Okay, that’s a lie. But I do love that markets like Craigslist, eBay, and Amazon allow me to recoup some money and re-purpose some of my crap.
I’ve learned that certain items sell better in one market better than others. Furniture, for example, is 100% best on Craigslist. Your old iPhone is better on eBay. And your copy of Breaking Dawn is most likely best on Amazon – unless you are selling the whole trilogy (that’s Craigslist).
Phew, I’ve sold a few things. Can you tell?
With all good things come complaints. Many people complain about how they wasted a bunch of time listing items, only to sell nothing! The truth is that there are two reasons why people aren’t selling successfully:
- They are listing their items in the wrong market.
- They aren’t following the guidelines for making a successful listing.
Let’s look specifically at the tricks of a successful Craigslist ad. These suggestions can make the difference between selling an item in hours and not getting a single reply.
In Sell Your Crap, we guide you screenshot by screenshot through each of the marketplaces and outline the tricks for making a successful listing.
But here are some quick tips – to get you started with the basics!
7 Days, 18 Items, $6800
Craigslist is fresh on my mind, because I just used it to unload a bunch of precious crap from my house. Eighteen items, in fact.
Our family decided last-minute to make a huge move across the country from Indianapolis to Portland. From decision to moving day, we gave ourselves about two weeks.
Anybody that’s new to the Man Vs Debt community might have just peed their pants. Two weeks… two weeks to pack and move an entire family across the country! Don’t sweat it – we’ve been somewhat nomadic for the past four years. Moving ain’t no thang!
But we did have some big possessions that just couldn’t make the trip – like our car.
I needed to sell our crap and fast.
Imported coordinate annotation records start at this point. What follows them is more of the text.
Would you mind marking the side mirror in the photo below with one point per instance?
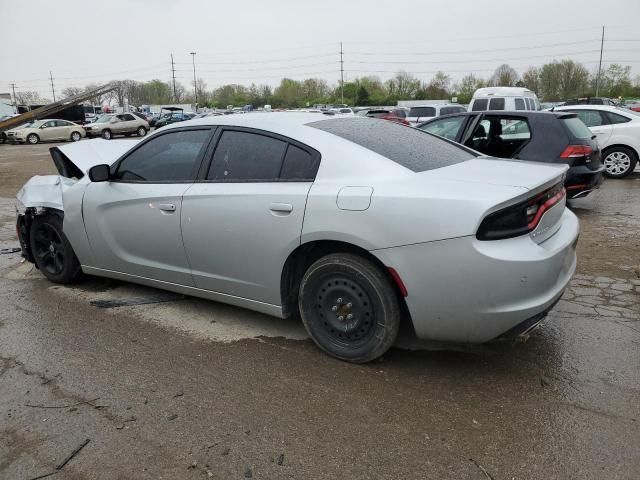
(99, 173)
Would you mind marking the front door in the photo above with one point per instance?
(133, 220)
(240, 223)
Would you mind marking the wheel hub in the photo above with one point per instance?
(345, 309)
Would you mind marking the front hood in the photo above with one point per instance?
(75, 159)
(504, 172)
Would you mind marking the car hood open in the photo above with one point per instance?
(75, 159)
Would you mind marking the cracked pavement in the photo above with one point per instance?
(193, 389)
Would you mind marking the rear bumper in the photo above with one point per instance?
(581, 180)
(467, 290)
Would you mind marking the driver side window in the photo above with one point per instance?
(166, 158)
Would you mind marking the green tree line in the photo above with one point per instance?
(554, 81)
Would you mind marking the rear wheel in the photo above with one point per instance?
(52, 251)
(619, 162)
(349, 307)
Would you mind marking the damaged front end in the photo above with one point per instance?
(46, 194)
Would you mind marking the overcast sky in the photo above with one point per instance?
(264, 40)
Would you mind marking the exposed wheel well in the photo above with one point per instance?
(610, 147)
(302, 257)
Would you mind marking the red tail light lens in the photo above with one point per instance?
(521, 218)
(575, 151)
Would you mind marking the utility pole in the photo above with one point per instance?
(600, 64)
(53, 90)
(15, 100)
(173, 74)
(341, 75)
(195, 85)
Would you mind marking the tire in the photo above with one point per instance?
(343, 285)
(52, 251)
(619, 162)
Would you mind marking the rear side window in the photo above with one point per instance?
(577, 127)
(450, 110)
(479, 104)
(615, 118)
(422, 112)
(591, 118)
(298, 165)
(496, 104)
(244, 156)
(410, 147)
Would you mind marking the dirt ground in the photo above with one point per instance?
(187, 388)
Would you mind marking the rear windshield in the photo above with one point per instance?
(410, 147)
(422, 112)
(577, 128)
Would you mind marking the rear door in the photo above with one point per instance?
(133, 221)
(244, 217)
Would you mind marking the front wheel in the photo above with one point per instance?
(52, 252)
(349, 307)
(619, 162)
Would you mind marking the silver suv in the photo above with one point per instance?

I gave myself 7 days, and I would use only my smartphone – no computer. I used my phone to take pictures, research my listings, create my listings, and communicate with buyers.
Here’s what I listed:
- Breville Juicer [13 hours]
- Two Matching Slate Tables [42 hours]
- Lifefactory Glass Baby Bottles [15 hours]
- Girls 16′ Princess Bike [7 hours]
- Brown Couch and Over-sized Chair [6 hours]
- Kid Kaboose Bike Trailer [5 hours]
- Bumbo, Jenny Jump-Up, Play mat [4 hours]
- White Flower girl dress Size 4 [no sell]
- Neutral Graco travel system stroller and car seat [no sell]
- 3 Light Studio kit with backdrop [25 hours]
- Extra Wide Glider/Rocker (gave to family)
- Saris Porter 3-bike rack [no sell]
- 2005 Buick Rendezvous [4 days, $5500]
Sell in Less Than 24 Hours
As you look at my list of items, you’ll notice that most of them took less than 24 hours from listing the item to having cash in my pocket. You’ll also find a few items that didn’t sell. Follow these tricks to make your own items sell fast, and see why some don’t!
You MUST post a picture.
There’s no exception. If you do one thing on this list, do this! Every time I search CL, I filter out all listings without an image. On most mobile devices, the image is right next to the listing.
- Make it look clean.
- Turn on the lights or put it by a window.
- Clear the clutter away from it.
- Upload as many pictures as you can (especially the name brand and damaged spots).
Set a deadline.
One time I needed to sell something quick, so I stated “Needs picked up by Tuesday” in my ad. I had serious buyers responding to me right away. It put enough pressure on them to act now and to not mess around with negotiating. I’ve done it ever since.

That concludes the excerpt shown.